Dérives à redouter. De l’avis d’experts, la nouvelle Loi fédérale sur les mesures policières de lutte contre le terrorisme (MPT) – adoptée par le Parlement en septembre dernier – ouvre une brèche dangereuse dans les libertés fondamentales et met en péril l’activisme politique. Comme elle va à l’encontre de l’intérêt supérieur à protéger les enfants. Mais il sera possible de corriger le tir. Le 14 janvier dernier, le référendum lancé notamment par les Jeunes Verts, la Jeunesse socialiste, les Jeunes vert’libéraux et le Parti Pirate a abouti. Plusieurs points se révèlent problématiques dans la réforme judiciaire qui a aussi été vivement critiquée à l’international, notamment par des rapporteurs spéciaux de l’ONU. Dans nos frontières, les Juristes démocrates de Suisse et la Plateforme des ONG suisses, regroupant 80 organisations, ont également condamné la législation.

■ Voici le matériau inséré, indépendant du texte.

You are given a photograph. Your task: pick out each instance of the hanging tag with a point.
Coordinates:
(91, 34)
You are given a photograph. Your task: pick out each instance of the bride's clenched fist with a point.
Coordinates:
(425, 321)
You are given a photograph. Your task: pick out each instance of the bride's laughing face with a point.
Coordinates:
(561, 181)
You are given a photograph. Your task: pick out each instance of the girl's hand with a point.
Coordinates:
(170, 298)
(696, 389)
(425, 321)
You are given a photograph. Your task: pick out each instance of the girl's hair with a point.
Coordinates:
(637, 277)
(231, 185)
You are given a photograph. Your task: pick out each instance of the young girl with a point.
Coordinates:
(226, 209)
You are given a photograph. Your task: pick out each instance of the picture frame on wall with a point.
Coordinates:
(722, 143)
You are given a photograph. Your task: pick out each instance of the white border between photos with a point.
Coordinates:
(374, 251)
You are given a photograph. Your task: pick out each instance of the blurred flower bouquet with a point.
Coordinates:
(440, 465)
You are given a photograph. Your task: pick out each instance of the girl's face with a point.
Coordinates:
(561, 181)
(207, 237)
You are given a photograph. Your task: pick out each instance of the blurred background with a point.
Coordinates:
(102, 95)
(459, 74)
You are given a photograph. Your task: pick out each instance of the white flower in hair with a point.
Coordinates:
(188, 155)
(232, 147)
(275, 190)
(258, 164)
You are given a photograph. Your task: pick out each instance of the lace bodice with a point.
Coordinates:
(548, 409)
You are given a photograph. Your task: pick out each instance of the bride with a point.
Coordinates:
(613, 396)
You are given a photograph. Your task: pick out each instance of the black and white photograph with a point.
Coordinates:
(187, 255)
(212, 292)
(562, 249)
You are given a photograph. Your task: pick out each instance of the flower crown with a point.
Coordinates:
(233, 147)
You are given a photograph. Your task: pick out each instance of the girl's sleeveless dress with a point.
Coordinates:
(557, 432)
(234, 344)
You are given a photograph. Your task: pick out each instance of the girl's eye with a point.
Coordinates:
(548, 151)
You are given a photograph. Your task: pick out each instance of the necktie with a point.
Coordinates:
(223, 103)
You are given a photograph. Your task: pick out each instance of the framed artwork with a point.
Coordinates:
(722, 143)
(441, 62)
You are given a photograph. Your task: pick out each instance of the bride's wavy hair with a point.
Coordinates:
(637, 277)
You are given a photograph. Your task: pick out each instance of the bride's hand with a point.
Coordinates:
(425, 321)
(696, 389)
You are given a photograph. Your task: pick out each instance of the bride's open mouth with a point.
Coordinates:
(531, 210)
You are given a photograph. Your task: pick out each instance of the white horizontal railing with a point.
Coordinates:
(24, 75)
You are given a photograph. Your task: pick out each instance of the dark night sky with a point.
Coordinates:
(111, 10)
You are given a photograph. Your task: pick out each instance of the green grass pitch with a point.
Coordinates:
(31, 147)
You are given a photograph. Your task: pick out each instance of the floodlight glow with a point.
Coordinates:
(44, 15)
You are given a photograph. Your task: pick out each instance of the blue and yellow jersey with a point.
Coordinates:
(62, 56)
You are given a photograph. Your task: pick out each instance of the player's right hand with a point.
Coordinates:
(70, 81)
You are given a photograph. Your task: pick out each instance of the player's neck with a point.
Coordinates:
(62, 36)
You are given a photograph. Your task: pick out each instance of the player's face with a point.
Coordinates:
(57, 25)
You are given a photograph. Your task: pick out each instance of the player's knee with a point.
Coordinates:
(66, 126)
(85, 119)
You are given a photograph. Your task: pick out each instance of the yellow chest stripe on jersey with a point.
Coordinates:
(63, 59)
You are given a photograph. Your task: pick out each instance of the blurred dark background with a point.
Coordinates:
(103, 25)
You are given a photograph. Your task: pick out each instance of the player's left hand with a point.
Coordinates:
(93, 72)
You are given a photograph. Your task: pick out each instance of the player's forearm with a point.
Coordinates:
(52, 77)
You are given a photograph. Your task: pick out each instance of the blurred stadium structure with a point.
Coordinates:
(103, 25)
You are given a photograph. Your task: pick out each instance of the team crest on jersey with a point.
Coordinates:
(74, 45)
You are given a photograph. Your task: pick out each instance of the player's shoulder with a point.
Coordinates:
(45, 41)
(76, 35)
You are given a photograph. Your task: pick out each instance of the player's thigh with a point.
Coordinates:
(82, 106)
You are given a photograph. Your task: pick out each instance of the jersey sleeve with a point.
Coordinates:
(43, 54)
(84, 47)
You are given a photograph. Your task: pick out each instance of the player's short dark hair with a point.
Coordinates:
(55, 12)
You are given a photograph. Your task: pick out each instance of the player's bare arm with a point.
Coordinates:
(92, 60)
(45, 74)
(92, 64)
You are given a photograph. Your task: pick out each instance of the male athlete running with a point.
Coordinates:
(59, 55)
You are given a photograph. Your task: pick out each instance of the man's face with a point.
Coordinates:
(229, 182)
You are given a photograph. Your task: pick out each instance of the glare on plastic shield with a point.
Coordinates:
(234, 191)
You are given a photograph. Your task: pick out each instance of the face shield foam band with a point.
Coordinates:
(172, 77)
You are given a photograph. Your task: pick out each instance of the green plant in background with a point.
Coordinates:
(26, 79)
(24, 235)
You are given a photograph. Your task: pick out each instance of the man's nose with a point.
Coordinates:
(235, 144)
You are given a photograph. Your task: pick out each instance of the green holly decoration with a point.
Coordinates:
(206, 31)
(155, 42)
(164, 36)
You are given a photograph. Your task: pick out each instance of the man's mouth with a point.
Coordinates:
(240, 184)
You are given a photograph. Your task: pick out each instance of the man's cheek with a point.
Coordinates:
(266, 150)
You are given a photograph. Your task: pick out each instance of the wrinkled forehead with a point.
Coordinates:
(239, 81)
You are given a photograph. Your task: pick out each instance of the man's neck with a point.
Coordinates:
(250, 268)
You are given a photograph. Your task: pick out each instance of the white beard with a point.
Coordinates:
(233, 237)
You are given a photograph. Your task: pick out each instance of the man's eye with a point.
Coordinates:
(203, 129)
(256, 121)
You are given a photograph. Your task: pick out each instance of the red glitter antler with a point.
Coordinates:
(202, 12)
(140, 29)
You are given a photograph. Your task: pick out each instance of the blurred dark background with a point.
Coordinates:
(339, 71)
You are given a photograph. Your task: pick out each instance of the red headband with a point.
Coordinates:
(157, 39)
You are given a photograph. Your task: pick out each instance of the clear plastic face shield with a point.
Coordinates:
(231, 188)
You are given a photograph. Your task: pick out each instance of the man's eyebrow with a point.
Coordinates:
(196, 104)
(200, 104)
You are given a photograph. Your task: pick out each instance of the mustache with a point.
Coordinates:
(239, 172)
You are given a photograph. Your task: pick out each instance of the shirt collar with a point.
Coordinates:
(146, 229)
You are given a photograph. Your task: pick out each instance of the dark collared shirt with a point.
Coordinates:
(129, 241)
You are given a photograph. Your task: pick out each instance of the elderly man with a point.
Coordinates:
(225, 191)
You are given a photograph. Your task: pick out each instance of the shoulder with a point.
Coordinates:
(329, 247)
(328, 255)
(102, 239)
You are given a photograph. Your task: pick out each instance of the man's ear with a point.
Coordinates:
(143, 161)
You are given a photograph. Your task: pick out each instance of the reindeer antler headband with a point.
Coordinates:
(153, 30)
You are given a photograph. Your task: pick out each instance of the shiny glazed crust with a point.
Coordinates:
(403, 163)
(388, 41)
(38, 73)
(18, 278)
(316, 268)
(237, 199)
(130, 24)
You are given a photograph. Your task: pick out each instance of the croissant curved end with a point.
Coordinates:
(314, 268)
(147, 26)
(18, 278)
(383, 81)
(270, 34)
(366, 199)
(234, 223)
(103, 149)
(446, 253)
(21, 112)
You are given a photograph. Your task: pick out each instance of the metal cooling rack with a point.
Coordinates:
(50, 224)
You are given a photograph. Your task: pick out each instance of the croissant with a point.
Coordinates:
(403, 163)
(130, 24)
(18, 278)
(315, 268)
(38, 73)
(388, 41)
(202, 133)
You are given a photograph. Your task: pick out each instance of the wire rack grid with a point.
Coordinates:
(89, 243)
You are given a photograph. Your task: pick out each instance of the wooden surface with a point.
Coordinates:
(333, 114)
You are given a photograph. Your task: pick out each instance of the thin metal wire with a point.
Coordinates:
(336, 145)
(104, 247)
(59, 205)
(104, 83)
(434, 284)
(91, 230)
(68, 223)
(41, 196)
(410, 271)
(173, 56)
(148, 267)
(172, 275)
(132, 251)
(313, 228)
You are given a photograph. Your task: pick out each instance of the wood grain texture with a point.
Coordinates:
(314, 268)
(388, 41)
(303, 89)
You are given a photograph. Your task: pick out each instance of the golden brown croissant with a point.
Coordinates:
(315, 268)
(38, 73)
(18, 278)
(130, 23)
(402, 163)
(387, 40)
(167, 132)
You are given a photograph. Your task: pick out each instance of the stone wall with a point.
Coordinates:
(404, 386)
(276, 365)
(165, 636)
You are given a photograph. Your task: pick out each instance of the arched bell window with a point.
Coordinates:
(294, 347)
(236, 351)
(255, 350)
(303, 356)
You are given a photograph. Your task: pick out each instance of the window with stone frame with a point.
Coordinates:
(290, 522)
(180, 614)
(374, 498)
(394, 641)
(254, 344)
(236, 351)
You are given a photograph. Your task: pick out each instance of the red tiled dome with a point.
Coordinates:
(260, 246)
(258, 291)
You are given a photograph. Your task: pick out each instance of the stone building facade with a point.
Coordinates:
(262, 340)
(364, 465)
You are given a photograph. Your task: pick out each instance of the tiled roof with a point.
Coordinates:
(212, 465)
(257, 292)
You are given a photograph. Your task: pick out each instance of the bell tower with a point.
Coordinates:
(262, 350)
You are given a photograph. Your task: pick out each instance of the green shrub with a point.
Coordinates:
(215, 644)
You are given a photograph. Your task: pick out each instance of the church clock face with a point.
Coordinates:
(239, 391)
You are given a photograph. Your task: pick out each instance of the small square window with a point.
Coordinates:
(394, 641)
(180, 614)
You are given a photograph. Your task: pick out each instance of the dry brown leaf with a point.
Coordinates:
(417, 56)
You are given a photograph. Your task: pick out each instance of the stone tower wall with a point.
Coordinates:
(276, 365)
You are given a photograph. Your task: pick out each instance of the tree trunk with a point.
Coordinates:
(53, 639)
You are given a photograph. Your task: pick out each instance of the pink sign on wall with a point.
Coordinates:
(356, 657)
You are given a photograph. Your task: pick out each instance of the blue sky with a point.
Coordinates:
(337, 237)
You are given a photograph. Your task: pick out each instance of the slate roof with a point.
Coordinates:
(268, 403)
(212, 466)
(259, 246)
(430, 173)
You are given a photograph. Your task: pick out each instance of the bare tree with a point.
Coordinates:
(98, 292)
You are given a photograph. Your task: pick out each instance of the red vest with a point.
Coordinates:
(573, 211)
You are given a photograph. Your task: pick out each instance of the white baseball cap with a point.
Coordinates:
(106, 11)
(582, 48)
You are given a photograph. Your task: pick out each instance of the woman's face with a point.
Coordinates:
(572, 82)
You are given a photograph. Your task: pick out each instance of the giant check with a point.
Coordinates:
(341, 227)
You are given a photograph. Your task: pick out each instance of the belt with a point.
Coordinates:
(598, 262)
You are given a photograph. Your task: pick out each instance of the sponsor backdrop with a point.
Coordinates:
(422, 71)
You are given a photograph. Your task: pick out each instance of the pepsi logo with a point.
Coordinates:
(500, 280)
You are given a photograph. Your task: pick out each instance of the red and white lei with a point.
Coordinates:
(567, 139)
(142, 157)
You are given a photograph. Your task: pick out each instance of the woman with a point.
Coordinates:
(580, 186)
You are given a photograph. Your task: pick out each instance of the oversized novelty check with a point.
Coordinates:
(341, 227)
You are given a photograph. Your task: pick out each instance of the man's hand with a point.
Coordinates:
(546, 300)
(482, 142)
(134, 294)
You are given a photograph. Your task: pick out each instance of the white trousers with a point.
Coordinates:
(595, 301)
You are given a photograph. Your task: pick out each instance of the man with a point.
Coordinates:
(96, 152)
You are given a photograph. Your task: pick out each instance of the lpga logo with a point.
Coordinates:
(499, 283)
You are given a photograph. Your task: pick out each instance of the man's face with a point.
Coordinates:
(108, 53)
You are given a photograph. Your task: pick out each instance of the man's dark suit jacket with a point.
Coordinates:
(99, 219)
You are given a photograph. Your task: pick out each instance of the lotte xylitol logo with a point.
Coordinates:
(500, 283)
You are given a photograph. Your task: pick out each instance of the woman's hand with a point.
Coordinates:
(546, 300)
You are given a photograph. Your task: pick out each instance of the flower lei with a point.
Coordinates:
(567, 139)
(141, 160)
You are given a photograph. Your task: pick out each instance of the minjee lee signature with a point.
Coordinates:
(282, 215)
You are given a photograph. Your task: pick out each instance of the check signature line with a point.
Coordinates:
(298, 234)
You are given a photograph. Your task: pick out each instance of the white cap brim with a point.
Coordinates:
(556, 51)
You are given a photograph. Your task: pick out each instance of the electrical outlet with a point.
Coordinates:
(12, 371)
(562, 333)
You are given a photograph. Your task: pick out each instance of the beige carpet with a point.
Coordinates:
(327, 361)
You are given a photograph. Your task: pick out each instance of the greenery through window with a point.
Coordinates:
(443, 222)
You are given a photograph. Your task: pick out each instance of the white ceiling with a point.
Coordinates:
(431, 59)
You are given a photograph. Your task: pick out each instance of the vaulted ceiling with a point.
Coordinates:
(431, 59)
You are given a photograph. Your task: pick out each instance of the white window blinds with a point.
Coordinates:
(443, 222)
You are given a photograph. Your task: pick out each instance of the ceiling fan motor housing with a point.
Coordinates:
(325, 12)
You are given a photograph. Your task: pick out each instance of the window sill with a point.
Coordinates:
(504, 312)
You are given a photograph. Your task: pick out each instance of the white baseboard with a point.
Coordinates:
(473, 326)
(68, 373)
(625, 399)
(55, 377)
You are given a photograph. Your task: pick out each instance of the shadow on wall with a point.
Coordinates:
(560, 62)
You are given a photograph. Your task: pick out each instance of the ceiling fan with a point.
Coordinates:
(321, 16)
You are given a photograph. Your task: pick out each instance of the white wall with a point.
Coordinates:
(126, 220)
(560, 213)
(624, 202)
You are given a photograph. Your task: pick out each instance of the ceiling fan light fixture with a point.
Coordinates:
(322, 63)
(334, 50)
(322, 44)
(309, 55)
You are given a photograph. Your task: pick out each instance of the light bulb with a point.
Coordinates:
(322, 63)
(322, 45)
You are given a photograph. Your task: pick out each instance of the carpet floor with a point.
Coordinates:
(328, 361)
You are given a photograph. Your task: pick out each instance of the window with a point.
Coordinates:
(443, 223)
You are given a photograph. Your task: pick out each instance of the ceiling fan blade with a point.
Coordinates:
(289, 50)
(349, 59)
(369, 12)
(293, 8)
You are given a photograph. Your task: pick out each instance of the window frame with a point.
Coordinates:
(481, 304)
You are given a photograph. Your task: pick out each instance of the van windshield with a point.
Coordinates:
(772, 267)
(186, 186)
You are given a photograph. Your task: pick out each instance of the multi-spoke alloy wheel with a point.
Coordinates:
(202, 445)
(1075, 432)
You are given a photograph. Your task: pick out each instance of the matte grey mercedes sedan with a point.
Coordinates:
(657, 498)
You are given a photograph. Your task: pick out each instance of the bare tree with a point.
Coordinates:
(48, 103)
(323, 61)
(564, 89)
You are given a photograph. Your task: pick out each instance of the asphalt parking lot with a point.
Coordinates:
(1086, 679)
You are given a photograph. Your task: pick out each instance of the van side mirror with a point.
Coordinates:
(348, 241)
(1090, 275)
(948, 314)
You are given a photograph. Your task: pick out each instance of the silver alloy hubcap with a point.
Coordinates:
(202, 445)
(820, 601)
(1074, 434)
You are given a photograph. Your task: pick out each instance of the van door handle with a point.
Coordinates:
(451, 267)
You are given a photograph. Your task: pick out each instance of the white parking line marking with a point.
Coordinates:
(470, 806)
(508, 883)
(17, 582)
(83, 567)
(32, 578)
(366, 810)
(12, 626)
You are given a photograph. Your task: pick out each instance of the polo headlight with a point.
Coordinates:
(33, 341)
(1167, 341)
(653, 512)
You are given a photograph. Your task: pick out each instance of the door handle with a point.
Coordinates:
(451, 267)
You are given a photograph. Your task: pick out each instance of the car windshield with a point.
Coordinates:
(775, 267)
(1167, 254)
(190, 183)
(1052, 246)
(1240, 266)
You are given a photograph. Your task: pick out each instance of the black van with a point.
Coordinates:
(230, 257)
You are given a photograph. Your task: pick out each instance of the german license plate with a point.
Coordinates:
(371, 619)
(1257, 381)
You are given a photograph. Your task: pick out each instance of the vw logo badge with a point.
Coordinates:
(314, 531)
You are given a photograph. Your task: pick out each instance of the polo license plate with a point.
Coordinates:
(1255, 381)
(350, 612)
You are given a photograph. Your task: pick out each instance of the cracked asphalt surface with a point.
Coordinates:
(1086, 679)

Particulièrement controversée, la définition vague d’activité terroriste. Elle intègre en substance dans son libellé les «actions de nature à modifier l’ordre étatique» à travers de graves infractions, réelles ou... susceptibles d’être commises par la «propagation de la crainte». Cette notion pour le moins imprécise, basée sur de simples indices et spéculations, autorise une large interprétation. Nombre de citoyens pourraient pâtir de ce flou et entrer dans la catégorie de terroristes potentiels. Les adversaires des MPT citent en exemple des activistes pour le climat, des militants politiques anticapitalistes, syndicaux, des opposants de tous bords, voire même des journalistes...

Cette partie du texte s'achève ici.